Introduction
This is an Election Year and polling scene around the elections (both General Presidential and House/Senate) is heating up. This will become more and more exciting in the coming days, with tweets, counter-tweets, social media fights, and endless punditry on the television.
We know that not all polls are of the same quality. So, how to make sense of it all? How to identify trustworthy pollsters using data and analytics?

In the world of political (and some other matters like sports, social phenomena, economics, etc.) predictive analysis, Five-Thirty-Eight is a formidable name.
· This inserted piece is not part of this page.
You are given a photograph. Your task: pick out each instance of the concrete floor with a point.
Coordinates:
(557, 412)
Since early 2008, the site has published articles – typically creating or analyzing statistical information – on a wide variety of topics in current politics and political news. The website, run by the rockstar data scientist and statistician Nate Silver, achieved particular prominence and widespread fame around the 2012 Presidential election when its model correctly predicted the winner of all 50 states and the District of Columbia.

And before you scoff and say "But what about the 2016 election?", you may be well-advised to read this piece on how the election of Donald Trump was within the normal error margin of statistical modeling.
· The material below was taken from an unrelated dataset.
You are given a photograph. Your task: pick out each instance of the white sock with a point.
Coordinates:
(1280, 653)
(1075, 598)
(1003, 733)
For the more politically-curious readers, they have a whole bag of articles about the 2016 election here.
Data Science practitioners should take a liking to Five-Thirty-Eight because it does not shy away from explaining their predictive models in terms of highly technical terms (at least complex enough for the layperson).

Here, they are talking about adopting the famous t-distribution, while most other poll aggregators may just be happy with the ubiquitous Normal distribution.
However, going beyond the use of sophisticated statistical modeling techniques, the team under Silver prides itself on a unique methodology – pollster rating – to help their models remain highly accurate and trustworthy.
In this article, we analyze their data on these rating methods.
Five-Thirty-Eight does not shy away from explaining their predictive models in terms of highly technical terms (at least complex enough for the layperson).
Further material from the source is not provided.